Düsseldorf Mit Mathe gegen Krebs

Düsseldorf · Wie die Wissenschaften heute fächerübergreifend kooperieren: Der Informatiker Gunnar Klau will mit Algorithmen die Prozesse im menschlichen Körper besser verstehen.

 Gunnar Klau steht vor seinem Hochleistungscomputer für komplexe Berechnungen.

Gunnar Klau steht vor seinem Hochleistungscomputer für komplexe Berechnungen.

Foto: Andreas Bretz

Noch sind nicht alle Umzugskartons ausgepackt, noch wirkt das Büro ein wenig provisorisch. Andere Arbeiten waren bisher wichtiger. Vor gut vier Monaten wurde Gunnar Klau zum Professor für Algorithmische Bioinformatik an die Uni berufen, ein Fach, unter dem sich kaum ein Laie etwas vorstellen kann. Noch pendelt er zwischen seinem bisherigen Arbeitsort Amsterdam und Düsseldorf. Aber sein wichtigstes Arbeitsgerät, ein spezieller Hochleistungsrechner, ist bereits installiert. So kann Gunnar Klau seine international vernetzten Projekte fortsetzen. Dabei geht es um neue Möglichkeiten in der Krebsforschung - mit den Mitteln der Mathematik.

Krebserkrankungen entstehen durch eine Veränderung im Erbgut. Solche Mutationen passieren ständig im menschlichen Körper, meist sind sie gutartig, "oder sogar notwendig für die Evolution, für Weiterentwicklung", so Klau. Aber was geschieht, wenn solche Mutationen Krebs auslösen? Und welche Unterschiede existieren zwischen den verschiedenen Tumorarten? "Auf solche Fragen versuchen wir, mit unseren Methoden Antworten zu finden." Dazu entwickelt der Informatiker mathematische Modelle und Algorithmen, also Rezepte für Computerprogramme, um solche biologischen Prozesse zu verstehen.

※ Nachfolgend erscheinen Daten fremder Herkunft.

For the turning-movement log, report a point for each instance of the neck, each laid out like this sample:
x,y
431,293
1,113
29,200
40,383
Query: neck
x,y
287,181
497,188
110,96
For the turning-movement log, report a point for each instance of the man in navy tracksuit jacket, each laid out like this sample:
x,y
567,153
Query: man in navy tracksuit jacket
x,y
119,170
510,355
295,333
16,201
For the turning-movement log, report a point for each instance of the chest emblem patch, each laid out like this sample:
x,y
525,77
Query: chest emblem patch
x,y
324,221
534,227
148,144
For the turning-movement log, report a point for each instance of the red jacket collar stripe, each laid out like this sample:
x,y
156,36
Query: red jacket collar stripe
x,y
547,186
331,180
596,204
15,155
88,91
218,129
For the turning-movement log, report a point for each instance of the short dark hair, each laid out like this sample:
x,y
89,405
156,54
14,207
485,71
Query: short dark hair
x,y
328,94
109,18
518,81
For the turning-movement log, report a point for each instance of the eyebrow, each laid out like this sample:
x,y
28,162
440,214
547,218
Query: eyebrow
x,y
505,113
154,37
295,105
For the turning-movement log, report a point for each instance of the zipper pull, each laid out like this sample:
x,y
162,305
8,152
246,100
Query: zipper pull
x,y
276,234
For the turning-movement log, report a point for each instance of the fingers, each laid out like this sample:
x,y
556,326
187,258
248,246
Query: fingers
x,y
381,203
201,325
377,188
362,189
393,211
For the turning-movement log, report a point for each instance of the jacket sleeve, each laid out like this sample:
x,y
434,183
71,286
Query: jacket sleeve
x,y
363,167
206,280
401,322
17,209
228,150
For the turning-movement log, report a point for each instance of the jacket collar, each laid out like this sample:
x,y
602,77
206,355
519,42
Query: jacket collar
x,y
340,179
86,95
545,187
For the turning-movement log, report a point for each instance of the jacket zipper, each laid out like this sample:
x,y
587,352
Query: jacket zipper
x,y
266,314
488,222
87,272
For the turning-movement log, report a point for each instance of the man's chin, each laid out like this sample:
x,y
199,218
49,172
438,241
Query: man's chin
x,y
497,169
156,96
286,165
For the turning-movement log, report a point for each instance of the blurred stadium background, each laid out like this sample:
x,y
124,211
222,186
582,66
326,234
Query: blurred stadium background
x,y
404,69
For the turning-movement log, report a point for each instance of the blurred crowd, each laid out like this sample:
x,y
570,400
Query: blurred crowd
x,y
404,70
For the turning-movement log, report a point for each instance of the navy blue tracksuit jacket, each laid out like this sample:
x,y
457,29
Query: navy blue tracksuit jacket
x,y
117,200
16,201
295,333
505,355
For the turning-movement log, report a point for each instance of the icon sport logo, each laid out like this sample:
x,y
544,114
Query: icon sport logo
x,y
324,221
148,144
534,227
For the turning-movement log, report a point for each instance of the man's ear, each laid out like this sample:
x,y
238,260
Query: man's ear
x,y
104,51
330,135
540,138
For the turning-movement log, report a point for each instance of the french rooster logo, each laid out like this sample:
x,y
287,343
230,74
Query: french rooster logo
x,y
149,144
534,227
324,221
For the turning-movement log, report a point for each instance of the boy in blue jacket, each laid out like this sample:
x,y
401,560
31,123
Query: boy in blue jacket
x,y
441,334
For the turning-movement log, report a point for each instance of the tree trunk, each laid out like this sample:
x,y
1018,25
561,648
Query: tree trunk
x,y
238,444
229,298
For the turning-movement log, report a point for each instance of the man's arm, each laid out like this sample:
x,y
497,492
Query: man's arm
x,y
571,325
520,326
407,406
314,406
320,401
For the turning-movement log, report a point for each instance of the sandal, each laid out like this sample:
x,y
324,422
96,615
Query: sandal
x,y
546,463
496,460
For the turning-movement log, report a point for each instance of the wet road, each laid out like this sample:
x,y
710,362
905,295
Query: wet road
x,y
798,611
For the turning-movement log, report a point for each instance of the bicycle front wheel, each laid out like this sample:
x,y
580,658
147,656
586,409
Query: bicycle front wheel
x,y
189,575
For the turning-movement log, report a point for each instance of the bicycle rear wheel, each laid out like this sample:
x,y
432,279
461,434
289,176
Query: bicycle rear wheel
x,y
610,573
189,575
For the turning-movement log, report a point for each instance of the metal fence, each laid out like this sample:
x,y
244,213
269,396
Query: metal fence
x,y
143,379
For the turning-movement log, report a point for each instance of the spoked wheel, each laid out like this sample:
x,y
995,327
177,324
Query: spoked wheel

Dazu braucht der Wissenschaftler riesige Datenmengen, wobei in einem ersten Schritt Tumorgewebe mit gesundem Gewebe verglichen wird - "da kann man sich auf Veränderungen konzentrieren, die relevant sein könnten." Mit diesen Daten werden schließlich Computerprogramme gefüttert, um weitere Vergleichsmöglichkeiten zu entwickeln. Dadurch lässt sich erkennen: "Es gibt tatsächliche einige wenige Gene, die man bei allen Krebsarten findet." Aber was ist mit den übrigen? Welche Gemeinsamkeiten haben sie möglicherweise?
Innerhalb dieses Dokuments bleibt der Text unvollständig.